Andrew Dubber
Senior Lecturer & Knowledge Transfer Fellow
Andrew Dubber is a senior lecturer in the music industries at the Birmingham School of Media. He is also an Arts and Humanities Research Council Knowledge Transfer Fellow in music industries innovation, and a founder member of the Interactive Cultures Research Centre. He joined the University in 2004. His specialism is in radio and music industries innovation. Andrew Dubber works at the heart of the creative industries sector.
He is one of the most read experts in online music business and wrote a free e-book in 2007 that has been downloaded more than 300,000 times. The book, entitled The 20 Things You Must Know About Music Online, has been translated into Dutch, French, Spanish, Chinese and German.

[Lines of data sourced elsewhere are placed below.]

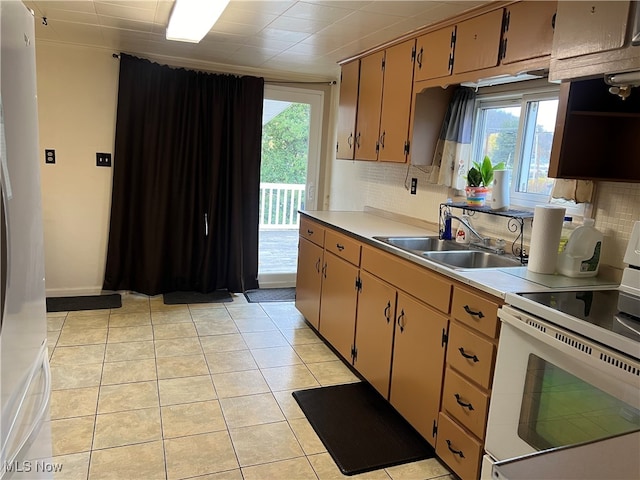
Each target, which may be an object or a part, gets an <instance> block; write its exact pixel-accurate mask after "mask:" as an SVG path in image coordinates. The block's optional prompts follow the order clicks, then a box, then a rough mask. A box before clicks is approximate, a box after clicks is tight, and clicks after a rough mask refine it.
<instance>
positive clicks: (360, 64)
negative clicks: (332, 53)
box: [355, 52, 408, 161]
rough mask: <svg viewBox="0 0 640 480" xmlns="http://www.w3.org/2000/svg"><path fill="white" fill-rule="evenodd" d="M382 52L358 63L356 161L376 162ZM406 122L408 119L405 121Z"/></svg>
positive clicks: (380, 105) (381, 100)
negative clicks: (359, 70) (357, 111)
mask: <svg viewBox="0 0 640 480" xmlns="http://www.w3.org/2000/svg"><path fill="white" fill-rule="evenodd" d="M383 60H384V52H377V53H373V54H371V55H368V56H366V57H364V58H363V59H362V60H361V61H360V91H359V95H358V115H357V117H358V118H357V121H356V131H357V134H356V138H355V141H356V144H355V145H356V152H355V158H356V160H374V161H375V160H377V158H378V152H377V144H378V132H379V131H380V113H381V110H382V83H383V70H382V62H383ZM407 120H408V119H407Z"/></svg>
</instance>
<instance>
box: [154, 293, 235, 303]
mask: <svg viewBox="0 0 640 480" xmlns="http://www.w3.org/2000/svg"><path fill="white" fill-rule="evenodd" d="M162 297H163V299H164V304H165V305H182V304H184V303H220V302H233V298H232V297H231V294H230V293H229V292H228V291H227V290H215V291H213V292H211V293H200V292H171V293H165V294H163V295H162Z"/></svg>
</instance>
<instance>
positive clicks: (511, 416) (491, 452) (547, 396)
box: [482, 290, 640, 480]
mask: <svg viewBox="0 0 640 480" xmlns="http://www.w3.org/2000/svg"><path fill="white" fill-rule="evenodd" d="M621 295H622V296H623V297H621ZM621 298H622V299H623V302H622V303H623V304H625V305H631V304H630V303H628V298H627V297H626V296H625V294H624V292H620V291H619V290H595V291H559V292H544V293H522V294H507V296H506V298H505V300H506V302H507V305H505V306H504V307H502V308H501V309H500V310H499V313H498V315H499V317H500V319H501V321H502V328H501V332H500V343H499V347H498V354H497V359H496V367H495V374H494V383H493V390H492V393H491V406H490V411H489V419H488V425H487V433H486V438H485V450H486V455H485V457H484V461H483V469H482V478H483V479H485V478H486V479H489V478H493V480H496V479H502V478H504V477H503V476H502V477H501V476H500V472H496V469H493V464H494V463H496V462H504V461H507V460H509V461H511V460H513V459H516V458H519V457H523V456H527V455H532V454H533V456H536V452H548V451H554V450H560V449H567V448H570V447H572V446H575V445H583V444H590V443H592V442H597V441H601V440H604V439H609V438H613V437H616V436H619V435H624V434H629V432H640V343H639V340H640V318H636V317H634V316H633V315H628V314H626V313H622V312H620V311H619V307H618V304H619V303H620V299H621ZM637 301H640V300H639V299H633V302H637ZM633 302H632V305H633V306H632V307H631V309H634V308H636V307H637V305H638V303H633ZM634 312H635V310H634ZM629 438H631V440H630V441H628V442H626V443H625V442H623V443H622V444H623V445H624V448H623V449H622V450H621V451H617V452H616V458H615V459H611V460H612V462H611V465H613V467H612V468H615V469H617V470H615V471H611V470H607V472H608V473H610V474H611V475H613V476H610V475H607V476H606V477H601V475H602V472H598V471H597V470H596V469H595V468H594V467H589V466H588V462H584V464H583V465H564V464H563V462H562V461H557V460H556V461H557V463H558V464H557V465H554V467H553V472H554V473H553V476H551V477H549V478H599V477H600V478H622V479H626V478H640V460H639V458H638V452H640V435H636V436H631V437H629ZM498 465H500V464H499V463H498ZM526 468H527V467H526V466H525V467H520V469H519V470H518V475H520V474H521V473H524V474H529V475H533V476H530V477H529V478H536V476H535V475H536V472H525V471H523V470H526ZM492 469H493V470H494V474H493V476H491V472H492ZM576 469H577V470H576ZM581 469H583V470H584V469H586V470H587V471H586V473H585V472H584V471H581ZM589 469H590V470H589ZM591 474H592V476H590V475H591ZM576 475H577V476H576ZM521 478H527V477H526V475H525V476H524V477H521Z"/></svg>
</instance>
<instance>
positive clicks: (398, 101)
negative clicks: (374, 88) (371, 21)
mask: <svg viewBox="0 0 640 480" xmlns="http://www.w3.org/2000/svg"><path fill="white" fill-rule="evenodd" d="M415 45H416V42H415V40H408V41H406V42H403V43H401V44H399V45H395V46H394V47H391V48H389V49H387V51H386V54H385V61H384V86H383V90H382V113H381V117H380V140H379V152H378V160H379V161H381V162H399V163H404V162H405V161H406V159H407V153H408V149H409V144H408V142H409V116H410V114H411V101H412V96H411V94H412V91H413V63H414V58H415Z"/></svg>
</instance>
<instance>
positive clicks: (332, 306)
mask: <svg viewBox="0 0 640 480" xmlns="http://www.w3.org/2000/svg"><path fill="white" fill-rule="evenodd" d="M357 280H358V267H356V266H354V265H352V264H351V263H348V262H347V261H345V260H343V259H341V258H340V257H338V256H337V255H334V254H333V253H331V252H328V251H325V252H324V266H323V279H322V305H321V308H320V329H319V331H320V334H321V335H322V336H323V337H324V338H325V339H326V340H327V341H328V342H329V343H330V344H331V345H332V346H333V347H334V348H335V349H336V350H337V351H338V353H340V355H342V357H343V358H344V359H345V360H347V361H348V362H349V363H351V348H352V347H353V344H354V336H355V328H356V305H357V303H358V289H357V283H356V282H357Z"/></svg>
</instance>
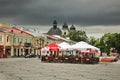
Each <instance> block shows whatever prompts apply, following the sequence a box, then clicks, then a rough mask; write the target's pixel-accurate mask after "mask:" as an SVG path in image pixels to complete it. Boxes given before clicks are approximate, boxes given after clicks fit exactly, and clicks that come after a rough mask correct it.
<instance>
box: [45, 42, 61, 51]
mask: <svg viewBox="0 0 120 80" xmlns="http://www.w3.org/2000/svg"><path fill="white" fill-rule="evenodd" d="M46 47H47V48H49V50H50V51H59V49H60V46H58V45H57V44H55V43H50V44H48V45H47V46H46Z"/></svg>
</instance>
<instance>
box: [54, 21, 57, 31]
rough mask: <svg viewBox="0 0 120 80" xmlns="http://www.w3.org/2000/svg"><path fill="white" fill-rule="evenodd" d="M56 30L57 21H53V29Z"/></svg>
mask: <svg viewBox="0 0 120 80" xmlns="http://www.w3.org/2000/svg"><path fill="white" fill-rule="evenodd" d="M56 28H57V21H56V20H55V21H53V29H56Z"/></svg>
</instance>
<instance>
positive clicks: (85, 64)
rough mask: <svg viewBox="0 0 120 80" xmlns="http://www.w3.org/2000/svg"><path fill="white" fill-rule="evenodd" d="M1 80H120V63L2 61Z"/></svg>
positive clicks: (3, 59)
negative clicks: (63, 62) (92, 63)
mask: <svg viewBox="0 0 120 80" xmlns="http://www.w3.org/2000/svg"><path fill="white" fill-rule="evenodd" d="M0 80H120V61H118V62H116V63H99V64H94V65H92V64H69V63H66V64H65V63H43V62H42V63H41V61H40V59H38V58H27V59H25V58H7V59H0Z"/></svg>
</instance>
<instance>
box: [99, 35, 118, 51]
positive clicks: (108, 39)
mask: <svg viewBox="0 0 120 80" xmlns="http://www.w3.org/2000/svg"><path fill="white" fill-rule="evenodd" d="M99 45H100V46H104V48H101V50H102V51H103V52H107V53H110V49H111V48H114V49H115V50H114V52H117V53H120V33H107V34H104V36H102V37H101V38H100V44H99Z"/></svg>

An online music consultant, a co-founder of Music Think Tank and the author of New Music Strategies, the New Zealander acts as a consultant to more than 30 music and radio businesses in the UK and Europe, as well as New Zealand and Brazil - from established record labels and retailers to entrepreneurial online music start-ups - and is on the advisory boards of Bandcamp (US), Meetsound (France) and Un-Convention (UK).
His New Music Strategies site draws about 30,000 music industry readers a month and he is followed by – and engages with – more than 3,000 people, mostly from the creative sector, on Twitter. His expertise in the music industry is such that he is frequently asked to speak at industry events and conferences. This year he has given a seminar about public service broadcasting and music in the online environment for Finnish Public Broadcasters YLE in Helsinki via Skype.
His article, entitled The Endgame of Creative Economy, has been published in After The Crunch, a book published by Creative & Cultural Skills, and Counterpoint, the British Council Thinktank. He is heavily involved with the research that is being carried out into the future of music.
“If history – or media ecology - has taught us anything, it’s that making a prediction about the impact of shifts in technology on human behaviour will pretty much guarantee that you’re going to get it wrong.”
“Predicting the future based on trends is a guaranteed sure-fire way to get things wrong, because the unexpected almost always happens. It’s like the computer scientists in the 1950s who predicted that by 2005, there would be five computers in the world, and they’d be the size of skyscrapers. Rather than try and guess what ‘we will all do in the future’, instead think about what you should be doing now.”